He will lead a U-M Health System that includes the 990-bed hospital complex and 40 clinical care locations of the U-M Hospitals and Health Centers, the Medical School with its 1,700-physician Faculty Group Practice, numerous research laboratories and projects funded by more than $470 million in research grants, and highly regarded training programs for physicians and biomedical scientists.

Runge, 60, also is principal investigator and director of the North Carolina Translational and Clinical Sciences Institute at UNC. The institute is one of 55 medical research institutions working together as a national consortium to improve the way biomedical research is conducted nationwide.

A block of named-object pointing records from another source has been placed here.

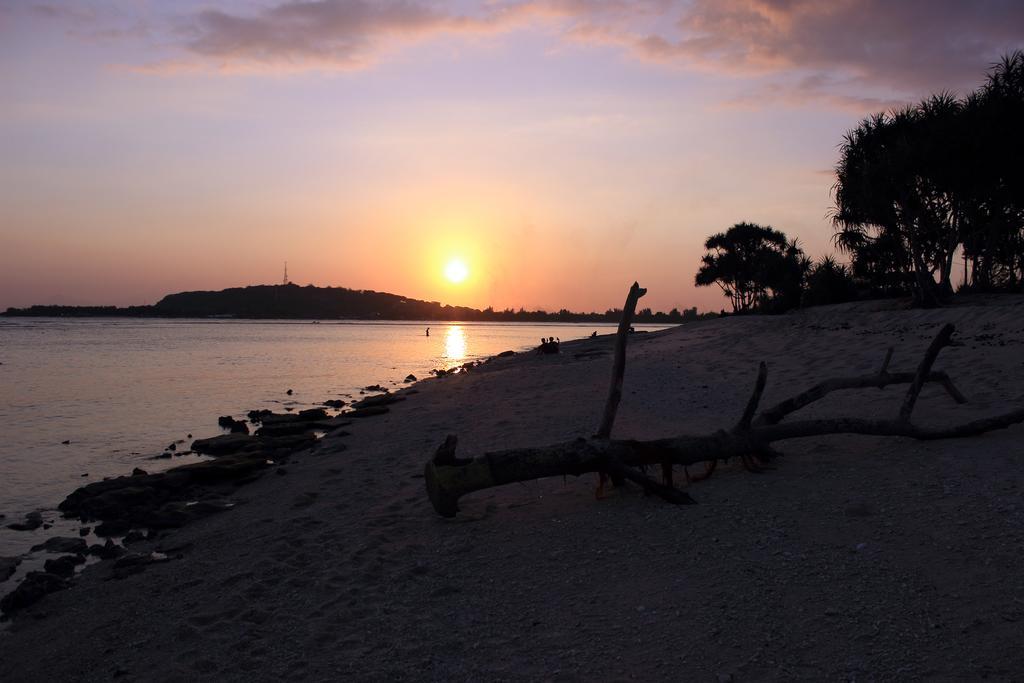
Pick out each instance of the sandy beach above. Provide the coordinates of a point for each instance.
(859, 558)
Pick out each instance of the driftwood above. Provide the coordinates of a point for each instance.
(449, 477)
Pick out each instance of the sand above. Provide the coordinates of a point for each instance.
(857, 558)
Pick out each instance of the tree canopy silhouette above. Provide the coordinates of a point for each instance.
(756, 266)
(918, 185)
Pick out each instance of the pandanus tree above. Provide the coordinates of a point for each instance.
(896, 187)
(754, 265)
(915, 185)
(993, 244)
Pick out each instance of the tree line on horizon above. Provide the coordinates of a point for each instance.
(915, 188)
(294, 302)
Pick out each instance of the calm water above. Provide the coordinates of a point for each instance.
(121, 390)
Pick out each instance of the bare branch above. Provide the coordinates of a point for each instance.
(776, 413)
(619, 368)
(755, 399)
(448, 477)
(924, 370)
(885, 364)
(650, 486)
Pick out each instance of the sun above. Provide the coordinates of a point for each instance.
(456, 270)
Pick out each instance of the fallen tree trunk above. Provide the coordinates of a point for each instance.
(448, 478)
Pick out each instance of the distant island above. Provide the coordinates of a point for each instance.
(295, 302)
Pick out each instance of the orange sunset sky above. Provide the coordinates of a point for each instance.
(560, 148)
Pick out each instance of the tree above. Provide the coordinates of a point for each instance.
(918, 185)
(754, 265)
(828, 282)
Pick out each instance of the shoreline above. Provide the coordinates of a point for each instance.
(342, 568)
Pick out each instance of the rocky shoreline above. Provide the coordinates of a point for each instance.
(126, 510)
(857, 557)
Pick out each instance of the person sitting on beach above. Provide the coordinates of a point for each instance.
(549, 345)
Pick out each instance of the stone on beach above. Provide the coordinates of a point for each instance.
(33, 520)
(31, 590)
(7, 567)
(61, 544)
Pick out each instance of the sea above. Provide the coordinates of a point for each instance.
(87, 398)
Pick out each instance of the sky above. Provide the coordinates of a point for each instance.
(560, 148)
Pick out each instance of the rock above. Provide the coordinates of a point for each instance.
(61, 544)
(33, 520)
(232, 425)
(225, 444)
(64, 566)
(135, 562)
(133, 537)
(31, 590)
(7, 566)
(285, 429)
(108, 551)
(269, 418)
(312, 414)
(373, 401)
(368, 412)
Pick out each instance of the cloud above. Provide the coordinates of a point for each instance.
(847, 53)
(906, 44)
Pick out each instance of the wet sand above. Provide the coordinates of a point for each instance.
(857, 557)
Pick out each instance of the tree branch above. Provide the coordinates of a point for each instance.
(619, 368)
(924, 370)
(755, 399)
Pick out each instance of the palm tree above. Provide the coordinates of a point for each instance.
(754, 265)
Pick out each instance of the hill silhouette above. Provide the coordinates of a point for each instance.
(294, 302)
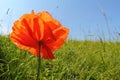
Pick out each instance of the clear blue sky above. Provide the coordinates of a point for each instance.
(85, 18)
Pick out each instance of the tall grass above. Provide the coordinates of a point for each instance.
(75, 60)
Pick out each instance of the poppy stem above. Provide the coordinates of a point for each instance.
(39, 62)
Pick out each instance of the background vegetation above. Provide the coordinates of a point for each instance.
(75, 60)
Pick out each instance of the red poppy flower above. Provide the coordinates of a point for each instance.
(41, 28)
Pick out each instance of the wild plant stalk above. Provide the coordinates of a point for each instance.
(39, 61)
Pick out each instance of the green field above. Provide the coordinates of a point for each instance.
(75, 60)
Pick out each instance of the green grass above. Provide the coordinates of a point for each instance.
(75, 60)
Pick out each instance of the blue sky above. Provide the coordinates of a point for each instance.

He is an honors graduate of Vanderbilt University with a bachelor’s degree in biology and a Ph.D. in molecular biology. He earned his medical degree from the Johns Hopkins School of Medicine where he was an intern and resident in internal medicine. He completed a cardiology fellowship at Harvard’s Massachusetts General Hospital and was a faculty member there prior to moving to Emory University as an associate professor of medicine in 1989.

Before joining the UNC faculty, Runge was the John Sealy Distinguished Centennial Chair of Internal Medicine and director of the Division of Cardiology and the Sealy Center for Molecular Cardiology at the University of Texas Medical Branch at Galveston.

Runge will succeed Michael M.E. Johns, M.D., a U-M Medical School graduate and former chancellor of Emory University, who since June has served as interim executive vice president for medical affairs and interim chief executive officer of UMHS.

In a message to the campus community, Schlissel thanked Johns for his service, which will continue through March 1. He also thanked the EVPMA search advisory committee, led by Dr. Paul Lee, director of the Kellogg Eye Center and chair of the Department of Ophthalmology and Visual Science at the Medical School.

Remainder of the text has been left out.